Fixed timestep updates simulation at constant intervals (e.g., 60 FPS), ensuring deterministic, frame-rate independent behavior. Variable timestep uses actual frame time, simpler but non-deterministic and frame-rate dependent.

The accumulator pattern allows fixed timestep to handle variable frame rates: accumulate frame time, update in fixed steps until accumulator is depleted. This maintains determinism while adapting to performance variations.

Why Include Gravity?

Gravity (acceleration) is included in this demo for several important reasons:

• Amplifies Timestep Differences: Acceleration compounds over time. Small differences in timestep lead to larger position differences, making the fixed vs variable timestep divergence more visible and dramatic.
• Real-World Relevance: Most games use gravity for physics simulation. This demo shows how timestep choice affects real game scenarios, not just theoretical examples.
• Demonstrates Accumulation Error: With constant velocity, timestep differences are linear. With acceleration, errors accumulate quadratically, showing why fixed timestep matters for physics accuracy.
• Visual Clarity: The desync visualization (connecting lines and heatmap) becomes more meaningful when particles diverge significantly. Gravity ensures visible divergence occurs quickly.
• Performance Impact: Variable timestep with gravity can cause "spiral of death" - slow frames cause larger timesteps, which make physics more expensive, causing even slower frames. Fixed timestep prevents this.
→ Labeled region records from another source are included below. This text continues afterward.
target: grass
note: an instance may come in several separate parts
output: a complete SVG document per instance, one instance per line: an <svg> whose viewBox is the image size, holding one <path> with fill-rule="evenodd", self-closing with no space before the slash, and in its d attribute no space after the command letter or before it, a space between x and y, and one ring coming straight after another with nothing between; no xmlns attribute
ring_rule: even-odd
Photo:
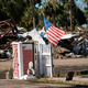
<svg viewBox="0 0 88 88"><path fill-rule="evenodd" d="M56 84L56 85L70 85L70 86L87 86L88 84L77 82L77 81L55 81L55 80L47 80L47 79L33 79L29 80L32 82L43 82L43 84Z"/></svg>

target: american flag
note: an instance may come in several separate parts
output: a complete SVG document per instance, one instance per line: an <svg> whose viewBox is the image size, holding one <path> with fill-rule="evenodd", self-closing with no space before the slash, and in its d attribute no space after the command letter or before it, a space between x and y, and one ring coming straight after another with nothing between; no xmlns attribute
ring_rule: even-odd
<svg viewBox="0 0 88 88"><path fill-rule="evenodd" d="M44 19L44 24L46 28L46 33L48 35L48 41L51 44L56 46L58 44L59 40L65 34L65 31L53 25L50 21L47 21L46 18L43 18L43 19Z"/></svg>

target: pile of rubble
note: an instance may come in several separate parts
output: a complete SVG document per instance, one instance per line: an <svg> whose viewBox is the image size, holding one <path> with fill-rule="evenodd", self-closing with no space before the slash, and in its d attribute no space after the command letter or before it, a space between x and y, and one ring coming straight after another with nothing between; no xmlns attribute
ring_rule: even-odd
<svg viewBox="0 0 88 88"><path fill-rule="evenodd" d="M23 28L21 28L23 30ZM23 30L24 31L24 30ZM48 44L47 34L43 28L41 31L36 29L31 32L19 32L13 20L9 19L0 22L0 50L10 52L13 41L28 40L38 41L42 44ZM3 54L4 52L0 52ZM55 58L82 57L88 55L88 29L80 32L67 33L62 37L58 45L54 47Z"/></svg>

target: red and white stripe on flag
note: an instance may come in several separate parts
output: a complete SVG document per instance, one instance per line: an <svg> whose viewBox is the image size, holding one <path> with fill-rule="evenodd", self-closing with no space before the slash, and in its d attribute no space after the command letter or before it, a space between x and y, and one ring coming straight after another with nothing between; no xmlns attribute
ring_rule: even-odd
<svg viewBox="0 0 88 88"><path fill-rule="evenodd" d="M58 44L58 41L63 37L65 34L65 31L62 29L58 29L54 25L50 26L48 30L46 30L48 35L48 41L51 44L56 46Z"/></svg>

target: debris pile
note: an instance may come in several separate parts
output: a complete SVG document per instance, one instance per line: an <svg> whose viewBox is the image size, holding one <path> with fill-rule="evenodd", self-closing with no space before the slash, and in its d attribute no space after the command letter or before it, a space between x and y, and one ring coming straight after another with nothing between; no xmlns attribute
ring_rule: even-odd
<svg viewBox="0 0 88 88"><path fill-rule="evenodd" d="M55 58L87 57L87 55L88 29L79 32L75 36L61 40L57 47L54 47Z"/></svg>
<svg viewBox="0 0 88 88"><path fill-rule="evenodd" d="M12 19L0 21L0 55L12 50L11 43L13 41L28 42L30 40L42 44L48 44L48 37L44 28L38 31L34 29L31 32L25 32L23 28L16 26ZM82 57L87 55L88 29L65 34L58 45L56 47L54 46L55 58Z"/></svg>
Try it yourself: Set gravity to 0 and watch how the desync becomes minimal. Then increase gravity and observe how quickly the two simulations diverge. This demonstrates why fixed timestep is essential for physics-heavy games.

Why Games Use This

• Determinism: Fixed timestep ensures same result every time
• Replay/Networking: Deterministic simulation enables perfect replays
• Frame Independence: Physics work correctly at any FPS
• Stability: Fixed timestep prevents numerical instability
• Debugging: Reproducible behavior makes bugs easier to find

Key Parameters

• Fixed Timestep: Update interval (typically 1/60s = 16.67ms)
• Accumulator: Stores leftover time between frames
• Gravity: Force applied each timestep
• Bounce Damping: Energy loss on collision

Failure Modes

• Spiral of Death: Slow frames cause multiple updates, making it slower
• Desync: Variable timestep causes different results on different machines
• Too small timestep: Many updates per frame, performance issues
• Too large timestep: Physics becomes unstable, objects tunnel through walls
• Mixed timesteps: Some systems fixed, others variable causes desync

Scaling Behavior

Fixed timestep performance depends on update frequency and complexity. If frame time exceeds timestep, multiple updates occur per frame. Worst case: frame takes longer than timestep, causing spiral of death.

Variable timestep is O(1) per frame but non-deterministic. Fixed timestep is O(n) where n = frame_time / timestep.

Related Algorithms

• Substepping: Multiple physics steps per frame
• Interpolation: Smooth rendering between fixed updates
• Event Queues: Time-sorted events for discrete simulation
• Time Dilation: Slow motion effects
• Time Rewind: Deterministic replay for undo/rewind

Free Tools & Libraries

• Box2D: Physics engine with fixed timestep
• Unity: Built-in fixed timestep support

System-Thinking Prompts

• What happens when frame time > timestep? Spiral of death?
• Where does determinism break? Floating point errors, variable timestep?
• How do different frame rates affect simulation? 30 FPS vs 144 FPS?
• Which parameter dominates? Timestep size or update complexity?
• What's the optimal timestep? Too small vs too large?
• How does desync accumulate? Over seconds, minutes, hours?
• Can we guarantee determinism? Or is approximate acceptable?